Sin embargo, el problema en materia de presupuesto no es solo de volumen, para el que se debería mantener un objetivo de llegar al 0,7% alcanzado (en esta legislatura con al menos un 0,4%, unos 500 millones de euros más por año). Es también un problema de calidad. El nuevo proyecto mantiene la fragmentación, asignando a la AECID un papel residual (237 millones de euros de los 2.600 presupuestados) y, por tanto, una escasa capacidad de influencia en la toma de decisiones sobre la AOD.

En tercer lugar, la cooperación al desarrollo no cuenta con unos instrumentos normativos que le permita trabajar adecuadamente en los contextos en los que se mueve. La obligación de ceñirse a una Ley de Contratos y a una Ley de Subvenciones, pensadas para la actividad en España, limita la posibilidad de actuar en contextos vulnerables, alejados de la lógica de la Intervención General del Estado, y donde el factor de flexibilidad y calidad del gasto deben ir asociados. Esta restricción nos lleva a procedimientos lentos y en muchos casos ineficientes, donde perdemos la capacidad de involucrar a diferentes actores en marcos de alianza más apropiados para la labor que hay que realizar.

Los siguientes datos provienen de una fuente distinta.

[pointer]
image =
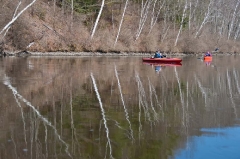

Finalmente, la cooperación para el desarrollo debe estar más presente en la calle, en el debate público. Atrayendo a la sociedad en su conjunto, a la Universidad, a las ONGD, a los medios de comunicación o a la empresa para formar un frente común que defienda esta política pública. Para ello es fundamental comunicar lo que hace, para qué lo hace y cuáles son los resultados de esa actuación, algo en lo que hemos hecho mínimos esfuerzos en las últimas tres décadas. Solo hay que apreciar cuánta gente de la que se considera “solidaria” y apoya la cooperación, según el CIS, conoce lo que España hace en materia de ayuda más allá de las grandes crisis humanitarias.

Sin esta bien entendida presión para que el asunto entre claramente en los programas electorales de las principales fuerzas políticas, las reformas, el crecimiento y las capacidades de la Cooperación Española estarán en seria tela de juicio. Y si eso ocurre volveremos a perder la oportunidad de colocarnos en el contexto internacional en el papel que nos corresponde, como país que defiende principios de solidaridad y justicia para todas las personas por igual.

Fernando Mudarra es director general de Ayuda en Acción.